Cisco Confirms 6,500 Job Cuts — But Not Until August
The other shoe nearly dropped today at Cisco Systems Inc. The networking giant confirmed plans to eliminate 6,500 employees worldwide. The twist: The impacted employees won’t be informed until August. Among the expected cuts: 15 percent of VP-level and above employees. The VAR Guy is checking to determine if any channel VPs are exiting the company. In the meantime, here’s the blow-by-blow.
Roughly 2,100 of the 6,500 job cuts involve employees who opted for a voluntary early retirement program. Cisco also sold its set-top box manufacturing business, shifting 5,000 people to a new employer. The moves come as Wall Street continues to worry about margin and market share erosion at Cisco.
How did we get to this point? Leading up to Cisco Partner Summit 2011 back in February, The VAR Guy asked Cisco Senior VP Edison Peres if the company was stretched too thin promoting too many different priorities to partners. And during the actual Cisco Partner Summit, The VAR Guy openly wondered if CEO John Chambers was in reaction mode rather than proactive mode. The prime example: Chambers took more than a decade to name a COO at the company, though Chambers insisted that the move was proactive.

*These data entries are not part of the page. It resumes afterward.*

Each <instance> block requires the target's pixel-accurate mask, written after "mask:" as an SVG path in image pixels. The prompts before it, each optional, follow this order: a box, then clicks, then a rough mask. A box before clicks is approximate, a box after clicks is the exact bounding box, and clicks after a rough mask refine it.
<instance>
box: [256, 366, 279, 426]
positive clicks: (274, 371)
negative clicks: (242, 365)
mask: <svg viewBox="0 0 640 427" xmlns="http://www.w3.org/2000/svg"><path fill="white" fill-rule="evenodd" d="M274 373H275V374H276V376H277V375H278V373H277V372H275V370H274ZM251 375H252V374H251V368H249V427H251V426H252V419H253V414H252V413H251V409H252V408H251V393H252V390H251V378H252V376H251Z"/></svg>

By April 2011, Chambers conceded that Cisco had lost its way and needed to refocus. Some pundits predicted Cisco would cut as many as 10,000 employees. The official answer finally arrived today. Among the moves Cisco announced:
- a $1 billion annual operating expense reduction;
- Cisco has eliminated 15 percent of vice president level and above employees.

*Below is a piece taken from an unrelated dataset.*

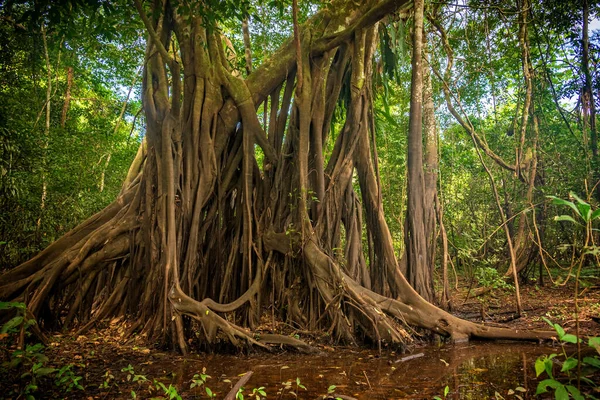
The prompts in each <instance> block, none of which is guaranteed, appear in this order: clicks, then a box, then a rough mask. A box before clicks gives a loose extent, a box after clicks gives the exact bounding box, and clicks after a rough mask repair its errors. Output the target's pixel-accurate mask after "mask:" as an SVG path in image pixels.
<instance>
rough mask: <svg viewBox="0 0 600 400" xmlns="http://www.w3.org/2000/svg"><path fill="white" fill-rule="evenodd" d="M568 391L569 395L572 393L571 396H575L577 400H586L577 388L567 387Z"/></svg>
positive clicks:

- All affected employees will receive severance pay and outplacement assistance.
- Impacted employees in the United States, Canada and select countries will be notified during the first week of August.

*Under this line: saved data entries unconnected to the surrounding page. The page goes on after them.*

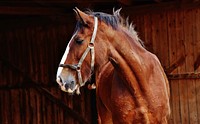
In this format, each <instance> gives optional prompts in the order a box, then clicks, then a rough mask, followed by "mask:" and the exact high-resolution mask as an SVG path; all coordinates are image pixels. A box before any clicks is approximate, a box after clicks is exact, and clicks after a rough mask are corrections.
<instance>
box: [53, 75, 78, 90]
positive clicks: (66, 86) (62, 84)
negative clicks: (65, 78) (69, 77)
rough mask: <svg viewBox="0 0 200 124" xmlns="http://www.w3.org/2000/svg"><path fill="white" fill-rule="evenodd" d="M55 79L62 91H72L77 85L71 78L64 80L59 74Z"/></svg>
mask: <svg viewBox="0 0 200 124" xmlns="http://www.w3.org/2000/svg"><path fill="white" fill-rule="evenodd" d="M56 81H57V83H58V84H59V86H60V88H61V90H62V91H64V92H68V93H74V91H75V90H76V89H77V87H78V86H77V84H76V82H75V80H73V79H71V80H69V79H68V80H65V79H63V78H62V77H60V76H59V77H57V79H56Z"/></svg>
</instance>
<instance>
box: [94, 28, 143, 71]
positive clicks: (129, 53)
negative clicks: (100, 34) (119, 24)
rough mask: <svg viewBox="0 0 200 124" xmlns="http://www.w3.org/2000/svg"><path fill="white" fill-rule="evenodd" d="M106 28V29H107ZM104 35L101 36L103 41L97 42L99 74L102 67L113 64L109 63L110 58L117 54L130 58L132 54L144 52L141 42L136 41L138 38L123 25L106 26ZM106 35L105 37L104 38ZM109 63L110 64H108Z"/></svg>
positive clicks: (97, 59) (97, 70)
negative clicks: (113, 29) (132, 33)
mask: <svg viewBox="0 0 200 124" xmlns="http://www.w3.org/2000/svg"><path fill="white" fill-rule="evenodd" d="M105 29H106V30H105ZM104 35H105V36H103V35H102V36H100V38H101V40H102V41H103V43H102V44H101V43H100V44H97V46H98V48H97V51H98V54H97V57H96V58H97V59H96V62H95V63H96V65H98V66H97V74H99V73H101V71H102V68H104V67H105V65H106V67H108V68H110V66H112V65H111V64H109V63H110V62H109V58H110V57H112V56H115V55H119V56H121V57H122V58H124V59H125V61H126V59H127V60H128V59H129V57H130V55H131V56H132V55H133V54H137V56H136V57H138V54H141V53H144V51H145V49H144V48H143V47H142V46H141V44H140V43H139V42H138V41H136V40H137V39H138V38H137V37H134V35H133V36H132V35H131V34H130V32H129V31H128V30H127V29H126V28H123V27H119V29H117V30H113V29H112V28H104ZM104 37H106V38H105V39H102V38H104ZM108 65H109V66H108Z"/></svg>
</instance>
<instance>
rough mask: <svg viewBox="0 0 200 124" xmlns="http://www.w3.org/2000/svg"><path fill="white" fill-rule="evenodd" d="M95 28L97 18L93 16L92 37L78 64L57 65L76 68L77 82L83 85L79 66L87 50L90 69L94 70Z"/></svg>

- The remainder of the global workforce reductions are expected to occur at a later date in compliance with local laws and regulations.
- Cisco has also agreed to sell its set-top box manufacturing facility in Juarez, Mexico, to Foxconn Technology Group. The approximately 5,000 people employed at the facility will become employees of Foxconn in the first quarter of fiscal 2012 and no job losses are expected as a result of the sale, Cisco said.
Meanwhile, concerns about Cisco’s market share and profit margins continue to surface on Wall Street. Earlier today — before Cisco confirmed the job cuts — RBC Capital Markets predicted that Cisco’s switching prices would fall faster than expected while Cisco gross margins would face attack, according to Barron’s.
Smelling blood in the water, Hewlett-Packard has spent recent weeks calling the IT media and bloggers, promoting the idea that HP’s networking business continues to gain ground on Cisco.
Further complicating matters for Cisco: The company announced job cuts the very day that IBM flexed its muscle and delivered better-than-expected Q2 results.
The VAR Guy has reached out to Cisco for additional comment about the company’s channel partner program and channel team status amid the anticipated August job cuts.